Kayseri’de emekli öğretmen Süleyman Kalkan, geçen 21 Eylül’de yüksek ateş ve halsizlik şikayetiyle oğlu Genel Cerrahi Uzman Dr. Mehmet Seyhan Kalkan’ın vazife yaptığı Kent Hastanesi’ne başvurdu. Kalkan’ın koronavirüs testi olumlu çıktı. Tedaviye alınan Süleyman Kalkan, durumunun ağırlaşması üzerine, oğlunun misyon yaptığı pandemi servisinde ağır bakım ünitesine yatırıldı. Uzman Dr.
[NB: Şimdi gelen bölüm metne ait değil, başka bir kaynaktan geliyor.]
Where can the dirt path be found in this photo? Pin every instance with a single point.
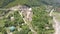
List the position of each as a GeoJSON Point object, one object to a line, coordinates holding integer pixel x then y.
{"type": "Point", "coordinates": [56, 23]}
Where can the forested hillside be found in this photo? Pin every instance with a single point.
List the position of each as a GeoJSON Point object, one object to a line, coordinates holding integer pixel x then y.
{"type": "Point", "coordinates": [41, 21]}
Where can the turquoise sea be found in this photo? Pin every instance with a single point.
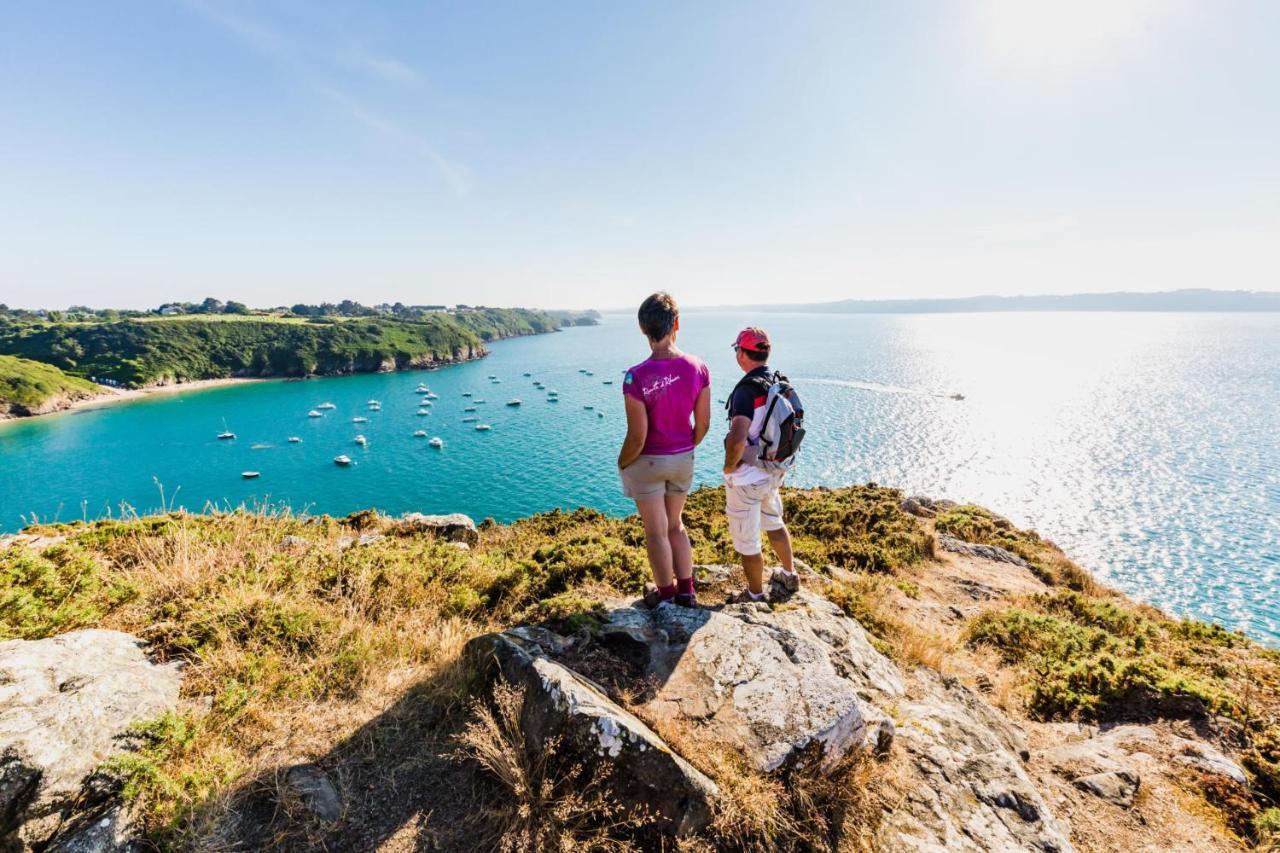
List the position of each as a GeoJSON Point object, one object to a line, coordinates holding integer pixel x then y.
{"type": "Point", "coordinates": [1146, 445]}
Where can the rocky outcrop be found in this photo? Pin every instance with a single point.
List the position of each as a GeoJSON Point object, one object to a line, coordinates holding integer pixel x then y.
{"type": "Point", "coordinates": [973, 793]}
{"type": "Point", "coordinates": [778, 684]}
{"type": "Point", "coordinates": [643, 771]}
{"type": "Point", "coordinates": [67, 703]}
{"type": "Point", "coordinates": [455, 527]}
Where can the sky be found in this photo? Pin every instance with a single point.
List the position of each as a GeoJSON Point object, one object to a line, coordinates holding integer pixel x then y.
{"type": "Point", "coordinates": [585, 154]}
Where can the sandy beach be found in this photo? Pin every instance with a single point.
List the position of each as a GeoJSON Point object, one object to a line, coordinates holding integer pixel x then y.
{"type": "Point", "coordinates": [112, 396]}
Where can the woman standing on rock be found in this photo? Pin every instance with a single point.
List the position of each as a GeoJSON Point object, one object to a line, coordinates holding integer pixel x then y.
{"type": "Point", "coordinates": [668, 404]}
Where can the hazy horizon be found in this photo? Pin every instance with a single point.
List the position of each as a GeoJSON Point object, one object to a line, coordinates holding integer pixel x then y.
{"type": "Point", "coordinates": [585, 155]}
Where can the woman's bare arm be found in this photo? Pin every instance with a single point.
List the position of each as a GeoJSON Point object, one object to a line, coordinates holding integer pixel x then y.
{"type": "Point", "coordinates": [638, 430]}
{"type": "Point", "coordinates": [702, 415]}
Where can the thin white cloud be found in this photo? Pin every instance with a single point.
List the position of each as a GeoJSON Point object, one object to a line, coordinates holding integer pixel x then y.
{"type": "Point", "coordinates": [292, 56]}
{"type": "Point", "coordinates": [383, 67]}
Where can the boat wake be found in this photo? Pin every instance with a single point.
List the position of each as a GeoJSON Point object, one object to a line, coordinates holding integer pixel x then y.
{"type": "Point", "coordinates": [880, 388]}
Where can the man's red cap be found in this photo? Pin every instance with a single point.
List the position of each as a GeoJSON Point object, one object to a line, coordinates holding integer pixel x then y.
{"type": "Point", "coordinates": [753, 338]}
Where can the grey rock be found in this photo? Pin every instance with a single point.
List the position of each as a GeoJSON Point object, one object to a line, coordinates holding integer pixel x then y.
{"type": "Point", "coordinates": [109, 831]}
{"type": "Point", "coordinates": [312, 788]}
{"type": "Point", "coordinates": [983, 551]}
{"type": "Point", "coordinates": [1118, 787]}
{"type": "Point", "coordinates": [65, 706]}
{"type": "Point", "coordinates": [453, 527]}
{"type": "Point", "coordinates": [641, 770]}
{"type": "Point", "coordinates": [972, 792]}
{"type": "Point", "coordinates": [778, 684]}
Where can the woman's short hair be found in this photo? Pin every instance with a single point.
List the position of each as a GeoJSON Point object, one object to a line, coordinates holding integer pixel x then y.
{"type": "Point", "coordinates": [658, 315]}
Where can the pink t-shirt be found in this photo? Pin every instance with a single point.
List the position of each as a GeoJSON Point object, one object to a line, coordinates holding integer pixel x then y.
{"type": "Point", "coordinates": [668, 389]}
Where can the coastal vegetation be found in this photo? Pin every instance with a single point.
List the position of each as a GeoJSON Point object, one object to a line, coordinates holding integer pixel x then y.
{"type": "Point", "coordinates": [296, 630]}
{"type": "Point", "coordinates": [141, 351]}
{"type": "Point", "coordinates": [28, 387]}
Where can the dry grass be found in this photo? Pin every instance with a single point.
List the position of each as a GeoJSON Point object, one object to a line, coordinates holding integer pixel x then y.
{"type": "Point", "coordinates": [543, 802]}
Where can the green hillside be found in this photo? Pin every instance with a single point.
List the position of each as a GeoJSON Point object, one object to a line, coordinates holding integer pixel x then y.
{"type": "Point", "coordinates": [158, 350]}
{"type": "Point", "coordinates": [26, 386]}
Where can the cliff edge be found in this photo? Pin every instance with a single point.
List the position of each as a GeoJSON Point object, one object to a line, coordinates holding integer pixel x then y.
{"type": "Point", "coordinates": [942, 680]}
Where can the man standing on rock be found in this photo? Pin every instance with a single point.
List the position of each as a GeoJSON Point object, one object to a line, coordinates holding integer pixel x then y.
{"type": "Point", "coordinates": [766, 425]}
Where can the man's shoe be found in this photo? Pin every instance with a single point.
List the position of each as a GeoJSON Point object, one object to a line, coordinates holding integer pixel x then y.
{"type": "Point", "coordinates": [787, 582]}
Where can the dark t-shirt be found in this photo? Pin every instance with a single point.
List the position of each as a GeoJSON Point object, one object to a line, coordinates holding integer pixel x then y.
{"type": "Point", "coordinates": [748, 396]}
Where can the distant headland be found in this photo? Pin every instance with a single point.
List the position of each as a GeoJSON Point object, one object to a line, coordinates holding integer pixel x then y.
{"type": "Point", "coordinates": [53, 360]}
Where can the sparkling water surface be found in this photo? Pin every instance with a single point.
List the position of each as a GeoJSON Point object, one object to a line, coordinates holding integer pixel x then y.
{"type": "Point", "coordinates": [1146, 445]}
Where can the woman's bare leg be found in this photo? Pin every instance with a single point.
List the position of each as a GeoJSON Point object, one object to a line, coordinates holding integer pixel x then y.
{"type": "Point", "coordinates": [653, 512]}
{"type": "Point", "coordinates": [681, 552]}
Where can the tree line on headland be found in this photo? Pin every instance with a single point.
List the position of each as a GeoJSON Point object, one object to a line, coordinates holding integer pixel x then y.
{"type": "Point", "coordinates": [55, 351]}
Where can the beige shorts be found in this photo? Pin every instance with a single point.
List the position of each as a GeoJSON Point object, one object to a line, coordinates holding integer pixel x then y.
{"type": "Point", "coordinates": [650, 477]}
{"type": "Point", "coordinates": [752, 509]}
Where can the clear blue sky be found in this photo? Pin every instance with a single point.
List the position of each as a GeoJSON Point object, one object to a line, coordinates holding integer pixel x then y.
{"type": "Point", "coordinates": [584, 154]}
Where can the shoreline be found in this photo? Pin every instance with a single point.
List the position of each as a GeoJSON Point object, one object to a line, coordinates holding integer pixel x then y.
{"type": "Point", "coordinates": [112, 396]}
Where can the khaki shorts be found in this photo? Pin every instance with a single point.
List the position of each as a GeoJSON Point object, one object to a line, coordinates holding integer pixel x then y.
{"type": "Point", "coordinates": [752, 509]}
{"type": "Point", "coordinates": [650, 477]}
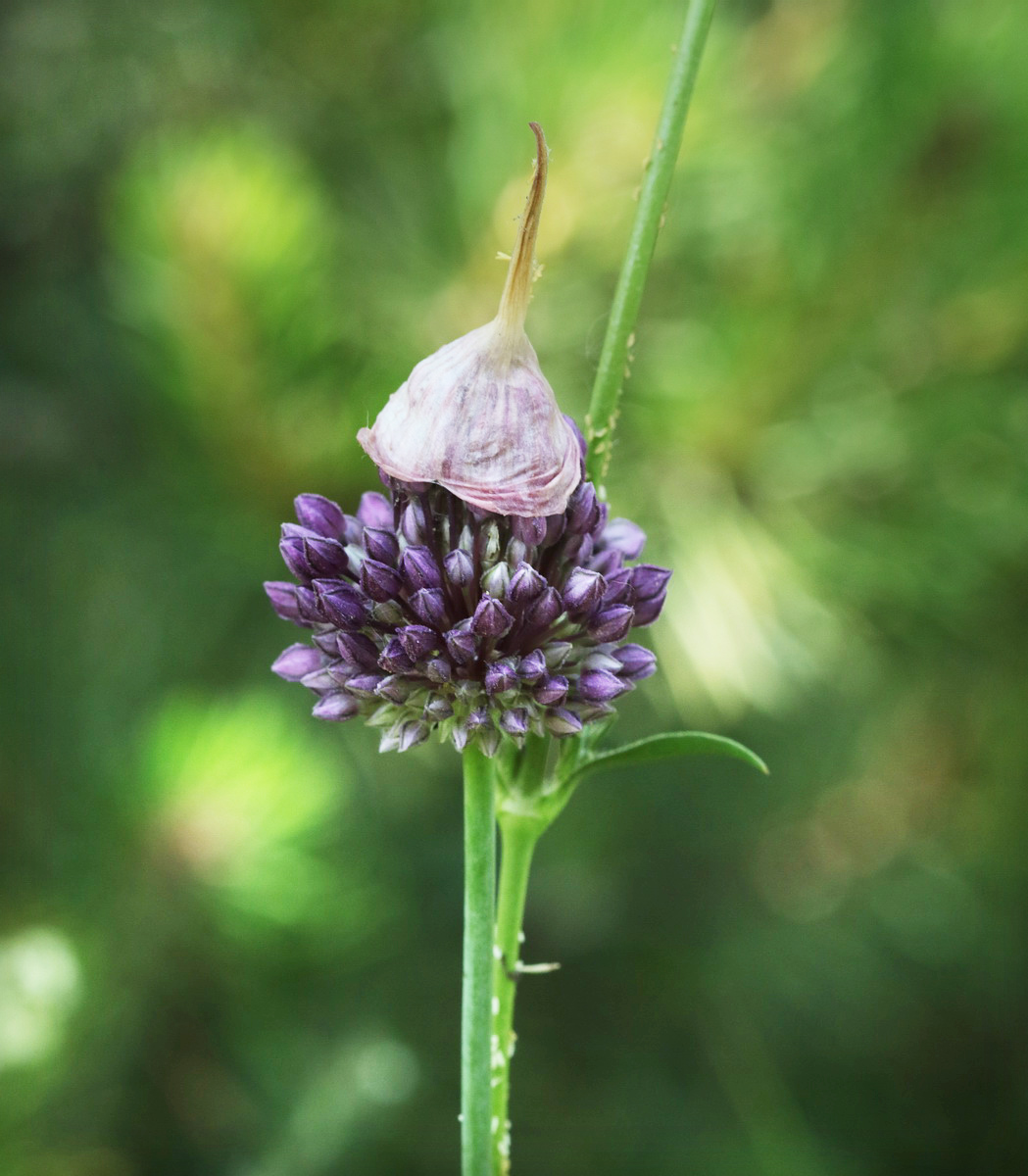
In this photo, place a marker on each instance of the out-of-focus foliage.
(229, 934)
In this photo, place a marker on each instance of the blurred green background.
(229, 935)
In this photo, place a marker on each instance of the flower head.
(477, 416)
(427, 614)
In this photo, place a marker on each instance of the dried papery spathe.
(477, 416)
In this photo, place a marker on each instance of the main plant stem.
(517, 839)
(480, 899)
(657, 181)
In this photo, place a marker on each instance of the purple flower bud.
(380, 581)
(562, 722)
(310, 606)
(375, 511)
(612, 623)
(294, 552)
(650, 581)
(395, 688)
(532, 532)
(497, 580)
(532, 667)
(318, 514)
(358, 650)
(295, 662)
(418, 641)
(282, 597)
(557, 653)
(648, 611)
(583, 591)
(460, 570)
(544, 611)
(336, 707)
(515, 722)
(600, 686)
(638, 662)
(526, 585)
(500, 676)
(463, 646)
(491, 618)
(583, 510)
(395, 659)
(618, 588)
(364, 685)
(552, 689)
(438, 670)
(381, 545)
(413, 522)
(438, 710)
(429, 606)
(624, 536)
(418, 568)
(342, 604)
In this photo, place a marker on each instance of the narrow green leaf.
(669, 746)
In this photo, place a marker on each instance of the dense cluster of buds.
(427, 614)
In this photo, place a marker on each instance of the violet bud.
(375, 511)
(624, 536)
(460, 570)
(497, 580)
(418, 641)
(342, 604)
(294, 552)
(530, 532)
(418, 568)
(600, 686)
(544, 611)
(318, 514)
(650, 581)
(618, 588)
(612, 623)
(429, 606)
(479, 416)
(395, 688)
(438, 670)
(648, 611)
(365, 685)
(583, 591)
(413, 522)
(526, 585)
(552, 689)
(358, 650)
(491, 618)
(297, 662)
(515, 721)
(336, 707)
(310, 605)
(380, 581)
(381, 545)
(500, 676)
(563, 722)
(532, 667)
(463, 646)
(282, 597)
(556, 653)
(395, 659)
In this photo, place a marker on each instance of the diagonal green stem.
(480, 899)
(518, 836)
(648, 216)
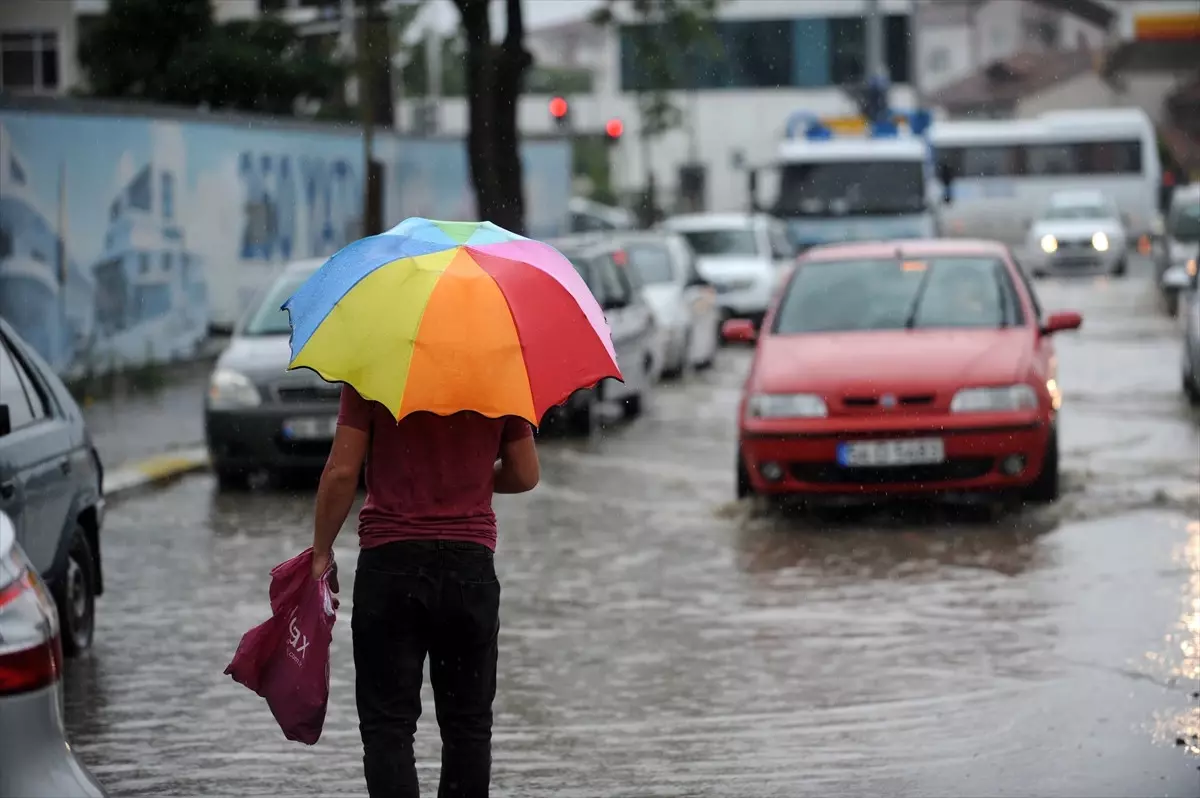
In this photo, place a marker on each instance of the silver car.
(258, 417)
(621, 295)
(1079, 231)
(35, 759)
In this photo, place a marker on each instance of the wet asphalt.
(660, 639)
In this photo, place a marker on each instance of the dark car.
(259, 417)
(51, 485)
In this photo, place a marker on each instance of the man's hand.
(321, 563)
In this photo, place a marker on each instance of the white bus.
(859, 185)
(1001, 173)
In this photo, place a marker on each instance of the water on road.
(660, 639)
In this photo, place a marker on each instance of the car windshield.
(1185, 222)
(1077, 211)
(724, 241)
(858, 187)
(268, 317)
(652, 262)
(889, 294)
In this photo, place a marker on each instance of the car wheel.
(232, 479)
(631, 407)
(1191, 389)
(76, 597)
(745, 489)
(579, 419)
(1045, 487)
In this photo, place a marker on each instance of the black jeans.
(411, 599)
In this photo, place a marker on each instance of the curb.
(154, 471)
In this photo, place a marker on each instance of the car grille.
(309, 394)
(867, 402)
(952, 469)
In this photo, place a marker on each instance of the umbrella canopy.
(453, 316)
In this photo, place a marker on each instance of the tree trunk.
(480, 135)
(513, 60)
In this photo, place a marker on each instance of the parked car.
(1079, 231)
(35, 759)
(51, 486)
(1185, 283)
(1181, 240)
(258, 417)
(682, 301)
(633, 334)
(742, 255)
(903, 367)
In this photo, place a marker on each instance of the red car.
(901, 367)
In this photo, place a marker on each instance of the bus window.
(990, 161)
(1053, 159)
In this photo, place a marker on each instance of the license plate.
(311, 429)
(919, 451)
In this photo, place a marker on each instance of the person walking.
(425, 582)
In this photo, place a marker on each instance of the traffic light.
(559, 111)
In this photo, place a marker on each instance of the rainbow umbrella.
(451, 316)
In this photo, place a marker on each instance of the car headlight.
(786, 406)
(993, 400)
(231, 389)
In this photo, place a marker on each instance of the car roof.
(905, 249)
(688, 222)
(1075, 198)
(304, 267)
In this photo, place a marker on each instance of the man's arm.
(340, 479)
(519, 469)
(339, 485)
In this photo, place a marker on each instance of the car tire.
(1045, 489)
(631, 407)
(232, 479)
(76, 597)
(579, 420)
(1191, 389)
(745, 487)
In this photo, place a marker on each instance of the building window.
(939, 60)
(29, 61)
(810, 52)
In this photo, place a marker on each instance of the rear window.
(891, 294)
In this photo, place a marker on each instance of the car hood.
(665, 303)
(1073, 229)
(262, 358)
(720, 268)
(917, 360)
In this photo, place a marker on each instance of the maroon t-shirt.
(429, 477)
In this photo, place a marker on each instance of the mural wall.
(123, 240)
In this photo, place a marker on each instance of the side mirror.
(1062, 321)
(739, 331)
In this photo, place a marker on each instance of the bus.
(997, 175)
(845, 180)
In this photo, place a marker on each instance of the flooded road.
(661, 640)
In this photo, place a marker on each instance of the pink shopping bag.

Mehmet Seyhan Kalkan, sorumlu olarak vazife yaptığı ağır bakımda, babası Süleyman Soykan ile öbür koronavirüs hastalarını iyileştirmek için uğraş verdi.
DHA, GÖRÜNTÜLEMİŞTİ
Dr. Mehmet Seyhan Kalkan’ın ağır bakımdaki bu uğraşını, babasını iyileştirme uğraşını 15 gün evvel görüntülemişti. Dr. Kalkan, DHA mikrofonuna, “Babama, ‘Ben şu vakte kadar yüzlerce koronavirüslü hastaya baktım. Allah’a şükürler olsun yüzlerce tedavi ettiklerimiz oldu. Sen de onlardan birisi olacaksın’ diyerek moral veriyorum. Bu babama söylediğim kelam. İçimden bazen ‘Yoksa babam da avucumuzdan kayıp gideceklerden birisi mi olacak?’ diye de düşünüyorum. İnşallah hem babamı hem de başka ağır bakımda yatanları kurtarabiliriz, iyileştirebiliriz” açıklamasını yaptı.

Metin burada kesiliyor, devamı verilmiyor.